LNTH SharesPlumet as Investors Give Up on Earnings Improvement.

Standing out among the Street's worst performers today is Lantheus, a biotechnology company whose shares slumped -3.0% to a price of $86.09, 29.65% below its average analyst target price of $122.38.

The average analyst rating for the stock is buy. LNTH underperformed the S&P 500 index by -3.0% during today's afternoon session, but outpaced it by 29.0% over the last year with a return of 39.0%.

Lantheus Holdings, Inc. develops, manufactures, and commercializes diagnostic and therapeutic products that assist clinicians in the diagnosis and treatment of heart, cancer, and other diseases worldwide. The company is categorized within the healthcare sector. The catalysts that drive valuations in this sector are complex. From demographics, regulations, scientific breakthroughs, to the emergence of new diseases, healthcare companies see their prices swing on the basis of a variety of factors.

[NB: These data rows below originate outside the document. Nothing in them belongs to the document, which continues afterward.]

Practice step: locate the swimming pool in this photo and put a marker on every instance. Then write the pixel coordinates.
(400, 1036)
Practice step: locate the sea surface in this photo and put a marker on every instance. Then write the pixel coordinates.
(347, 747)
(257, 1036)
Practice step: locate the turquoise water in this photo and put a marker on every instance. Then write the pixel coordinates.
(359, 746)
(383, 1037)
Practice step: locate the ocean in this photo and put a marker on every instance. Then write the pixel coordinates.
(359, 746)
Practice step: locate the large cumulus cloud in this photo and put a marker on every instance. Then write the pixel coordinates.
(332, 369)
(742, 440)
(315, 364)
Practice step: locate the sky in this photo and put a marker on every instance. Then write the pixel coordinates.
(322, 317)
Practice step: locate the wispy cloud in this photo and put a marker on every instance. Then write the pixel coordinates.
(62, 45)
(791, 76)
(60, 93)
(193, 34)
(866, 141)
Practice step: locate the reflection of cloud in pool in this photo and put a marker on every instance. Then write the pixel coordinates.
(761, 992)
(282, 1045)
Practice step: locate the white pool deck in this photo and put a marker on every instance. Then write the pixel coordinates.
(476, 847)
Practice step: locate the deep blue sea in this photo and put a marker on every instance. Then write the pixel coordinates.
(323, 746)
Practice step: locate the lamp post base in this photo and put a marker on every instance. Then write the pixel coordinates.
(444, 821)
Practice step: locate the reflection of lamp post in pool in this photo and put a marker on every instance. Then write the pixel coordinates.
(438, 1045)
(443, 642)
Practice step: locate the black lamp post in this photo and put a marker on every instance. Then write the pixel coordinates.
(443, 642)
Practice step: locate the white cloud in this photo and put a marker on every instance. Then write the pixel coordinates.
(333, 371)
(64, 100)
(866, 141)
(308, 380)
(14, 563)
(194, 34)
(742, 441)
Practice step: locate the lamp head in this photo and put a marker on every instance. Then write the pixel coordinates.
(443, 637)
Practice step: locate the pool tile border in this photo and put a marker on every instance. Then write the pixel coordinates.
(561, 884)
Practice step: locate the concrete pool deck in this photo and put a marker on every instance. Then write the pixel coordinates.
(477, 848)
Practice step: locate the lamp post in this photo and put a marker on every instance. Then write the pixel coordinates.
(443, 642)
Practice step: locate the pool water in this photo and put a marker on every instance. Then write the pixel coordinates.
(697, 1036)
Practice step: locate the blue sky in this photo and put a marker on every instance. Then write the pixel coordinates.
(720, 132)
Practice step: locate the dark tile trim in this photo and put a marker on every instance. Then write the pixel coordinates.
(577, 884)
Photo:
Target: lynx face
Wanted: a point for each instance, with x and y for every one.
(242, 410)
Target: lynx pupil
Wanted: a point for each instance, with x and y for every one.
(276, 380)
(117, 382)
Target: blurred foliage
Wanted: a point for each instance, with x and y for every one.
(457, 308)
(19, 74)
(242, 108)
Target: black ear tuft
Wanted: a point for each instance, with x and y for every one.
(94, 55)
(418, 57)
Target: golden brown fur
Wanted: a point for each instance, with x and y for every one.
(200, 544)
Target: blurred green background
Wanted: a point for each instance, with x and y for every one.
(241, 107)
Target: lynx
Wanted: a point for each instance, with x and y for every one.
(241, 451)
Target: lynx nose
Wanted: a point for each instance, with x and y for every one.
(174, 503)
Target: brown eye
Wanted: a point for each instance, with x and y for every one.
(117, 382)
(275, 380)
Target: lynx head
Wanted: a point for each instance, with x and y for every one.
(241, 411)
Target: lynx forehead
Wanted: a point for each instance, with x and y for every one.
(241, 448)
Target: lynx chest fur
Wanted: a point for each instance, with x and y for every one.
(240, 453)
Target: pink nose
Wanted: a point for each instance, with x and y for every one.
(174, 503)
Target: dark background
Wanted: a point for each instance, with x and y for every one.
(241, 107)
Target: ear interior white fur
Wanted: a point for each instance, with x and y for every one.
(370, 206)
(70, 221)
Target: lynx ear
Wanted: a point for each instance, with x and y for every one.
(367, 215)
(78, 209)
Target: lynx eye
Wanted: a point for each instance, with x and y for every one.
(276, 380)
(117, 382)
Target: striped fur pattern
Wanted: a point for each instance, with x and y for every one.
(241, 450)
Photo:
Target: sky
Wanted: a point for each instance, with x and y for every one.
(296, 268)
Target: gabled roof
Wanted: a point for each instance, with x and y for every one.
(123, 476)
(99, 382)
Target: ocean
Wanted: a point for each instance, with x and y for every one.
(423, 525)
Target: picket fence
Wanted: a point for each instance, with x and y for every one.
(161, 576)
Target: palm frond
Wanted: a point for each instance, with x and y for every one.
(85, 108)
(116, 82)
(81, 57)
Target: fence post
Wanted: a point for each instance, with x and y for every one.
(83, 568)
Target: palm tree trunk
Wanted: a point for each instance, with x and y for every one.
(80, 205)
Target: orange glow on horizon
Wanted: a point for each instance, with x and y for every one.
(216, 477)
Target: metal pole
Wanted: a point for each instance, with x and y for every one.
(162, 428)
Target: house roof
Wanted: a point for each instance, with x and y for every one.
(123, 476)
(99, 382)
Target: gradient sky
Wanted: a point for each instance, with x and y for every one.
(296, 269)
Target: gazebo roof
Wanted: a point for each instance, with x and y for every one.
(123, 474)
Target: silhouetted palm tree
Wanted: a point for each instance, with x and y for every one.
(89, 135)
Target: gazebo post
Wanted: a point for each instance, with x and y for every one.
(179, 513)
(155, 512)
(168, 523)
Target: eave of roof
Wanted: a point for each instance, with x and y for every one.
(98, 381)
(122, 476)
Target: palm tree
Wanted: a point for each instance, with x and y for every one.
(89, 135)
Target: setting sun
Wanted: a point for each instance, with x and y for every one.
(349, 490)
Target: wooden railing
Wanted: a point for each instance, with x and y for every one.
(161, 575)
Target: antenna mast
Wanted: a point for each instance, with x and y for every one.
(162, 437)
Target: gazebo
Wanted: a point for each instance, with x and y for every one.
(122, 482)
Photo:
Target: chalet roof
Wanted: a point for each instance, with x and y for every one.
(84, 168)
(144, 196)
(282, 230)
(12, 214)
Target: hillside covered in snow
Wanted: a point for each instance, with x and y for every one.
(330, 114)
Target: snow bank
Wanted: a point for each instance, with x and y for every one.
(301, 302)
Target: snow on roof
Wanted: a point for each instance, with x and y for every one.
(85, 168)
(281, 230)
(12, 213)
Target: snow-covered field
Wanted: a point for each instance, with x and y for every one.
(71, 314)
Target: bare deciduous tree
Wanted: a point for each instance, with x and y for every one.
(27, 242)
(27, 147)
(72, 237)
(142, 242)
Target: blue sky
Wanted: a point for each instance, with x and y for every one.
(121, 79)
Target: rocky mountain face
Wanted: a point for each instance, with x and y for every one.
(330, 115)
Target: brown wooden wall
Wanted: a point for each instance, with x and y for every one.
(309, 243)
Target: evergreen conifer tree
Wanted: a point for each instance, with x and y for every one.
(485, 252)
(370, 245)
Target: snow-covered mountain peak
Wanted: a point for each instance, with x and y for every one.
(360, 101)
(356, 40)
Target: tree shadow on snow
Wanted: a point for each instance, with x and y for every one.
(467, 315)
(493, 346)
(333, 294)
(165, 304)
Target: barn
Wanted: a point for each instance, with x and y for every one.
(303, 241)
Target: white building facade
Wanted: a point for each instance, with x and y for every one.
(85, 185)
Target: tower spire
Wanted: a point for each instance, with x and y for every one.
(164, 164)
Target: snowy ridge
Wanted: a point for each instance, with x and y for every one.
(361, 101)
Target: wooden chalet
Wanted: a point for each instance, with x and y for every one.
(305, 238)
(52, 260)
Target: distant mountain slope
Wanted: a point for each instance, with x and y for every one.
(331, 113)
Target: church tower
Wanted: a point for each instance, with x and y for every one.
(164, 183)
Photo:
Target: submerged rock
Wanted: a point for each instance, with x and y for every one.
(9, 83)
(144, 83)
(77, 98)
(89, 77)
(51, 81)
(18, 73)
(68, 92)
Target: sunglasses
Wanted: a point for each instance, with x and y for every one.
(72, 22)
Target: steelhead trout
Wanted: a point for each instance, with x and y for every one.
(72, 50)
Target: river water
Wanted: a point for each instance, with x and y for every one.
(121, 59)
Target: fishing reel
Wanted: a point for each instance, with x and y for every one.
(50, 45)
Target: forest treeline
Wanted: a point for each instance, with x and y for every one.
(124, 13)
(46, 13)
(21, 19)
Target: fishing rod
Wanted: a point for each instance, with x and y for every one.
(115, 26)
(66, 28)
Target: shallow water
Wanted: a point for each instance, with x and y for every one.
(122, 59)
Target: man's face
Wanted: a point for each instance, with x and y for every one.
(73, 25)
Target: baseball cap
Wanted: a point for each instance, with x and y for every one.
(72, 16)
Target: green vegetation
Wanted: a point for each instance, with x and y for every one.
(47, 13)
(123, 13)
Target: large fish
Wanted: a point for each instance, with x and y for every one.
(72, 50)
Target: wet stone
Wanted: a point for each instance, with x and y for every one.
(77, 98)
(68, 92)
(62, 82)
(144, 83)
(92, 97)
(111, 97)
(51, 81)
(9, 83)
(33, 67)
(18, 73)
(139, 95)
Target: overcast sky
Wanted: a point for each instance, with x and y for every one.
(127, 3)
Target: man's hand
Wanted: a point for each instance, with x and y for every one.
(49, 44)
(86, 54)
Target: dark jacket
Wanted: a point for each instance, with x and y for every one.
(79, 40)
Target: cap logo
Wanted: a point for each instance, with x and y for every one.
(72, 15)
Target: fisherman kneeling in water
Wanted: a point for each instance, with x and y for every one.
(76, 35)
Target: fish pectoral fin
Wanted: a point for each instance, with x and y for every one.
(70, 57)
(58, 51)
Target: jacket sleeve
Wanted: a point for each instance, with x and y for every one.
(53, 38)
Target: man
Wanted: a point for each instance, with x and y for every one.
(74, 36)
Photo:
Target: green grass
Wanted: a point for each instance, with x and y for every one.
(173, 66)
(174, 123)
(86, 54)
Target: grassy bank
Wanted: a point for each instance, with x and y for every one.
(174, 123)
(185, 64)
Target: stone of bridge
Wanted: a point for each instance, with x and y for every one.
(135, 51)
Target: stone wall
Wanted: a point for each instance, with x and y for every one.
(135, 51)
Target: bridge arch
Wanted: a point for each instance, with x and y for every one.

Lantheus does not release its trailing 12 month P/E ratio since its earnings per share of $-0.27 are negative over the last year. But we can calculate it ourselves, which gives us a trailing P/E ratio for LNTH of -318.9. Based on the company's positive earnings guidance of $6.14, the stock has a forward P/E ratio of 14.0. The P/E ratio is the company's share price divided by its earnings per share. In other words, it represents how much investors are willing to spend for each dollar of the company's earnings (revenues minus the cost of goods sold, taxes, and overhead). As of the first quarter of 2023, the health care sector has an average P/E ratio of 24.45, and the average for the S&P 500 is 15.97.

A significant limitation with the price to earnings analysis is that it doesn’t account for investors’ growth expectations in the company. For example, a company with a low P/E ratio may not actually be a good value if it has little growth potential. Conversely, companies with high P/E ratios may be fairly valued in terms of growth expectations.

When we divide Lantheus's P/E ratio by its projected 5 year earnings growth rate, we see that it has a Price to Earnings Growth (PEG) ratio of 0.42. This tells us that the company is largely undervalued in terms of growth expectations -- but remember, these growth expectations could turn out to be wrong!

To understand the company's long term profitability and market position, we can analyze its operating margins, which are the ratio of its net profits to its revenues. Over the last four years, Lantheus's operating margins have averaged -0.1% and displayed a mean growth rate of -28.6%. These numbers show that the company may not be on the best track.

To deepen our understanding of the company's finances, we should study the effect of its depreciation and capital expenditures on the company's bottom line. We can see the effect of these additional factors in Lantheus's free cash flow, which was $263.43 Million as of its most recent annual report. Free cash flow represents the amount of money available for reinvestment in the business or for payments to equity investors in the form of a dividend. In LNTH's case the cash flow outlook is weak. It's average cash flow over the last 4 years has been $91.86 Million and they've been growing at an average rate of 45.8%.

Another valuation metric for analyzing a stock is its Price to Book (P/B) Ratio, which consists in its share price divided by its book value per share. The book value refers to the present liquidation value of the company, as if it sold all of its assets and paid off all debts). Lantheus's P/B ratio is 13.2 -- in other words, the market value of the company exceeds its book value by a factor of more than 13, so the company's assets may be overvalued compared to the average P/B ratio of the Health Care sector, which stands at 4.16 as of the first quarter of 2023.

Lantheus is likely overvalued at today's prices because it has a negative P/E ratio, an elevated P/B ratio, and an unconvincing cash flow history with an upwards trend. The stock has poor growth indicators because of its consistently negative margins with a negative growth trend, and a negative PEG ratio. We hope this preliminary analysis will encourage you to do your own research into LNTH's fundamental values -- especially their trends over the last few years, which provide the clearest picture of the company's valuation.

The above analysis is intended for educational purposes only and was performed on the basis of publicly available data. It is not to be construed as a recommendation to buy or sell any security. Any buy, sell, or other recommendations mentioned in the article are direct quotations of consensus recommendations from the analysts covering the stock, and do not represent the opinions of Market Inference or its writers. Past performance, accounting data, and inferences about market position and corporate valuation are not reliable indicators of future price movements. Market Inference does not provide financial advice. Investors should conduct their own review and analysis of any company of interest before making an investment decision.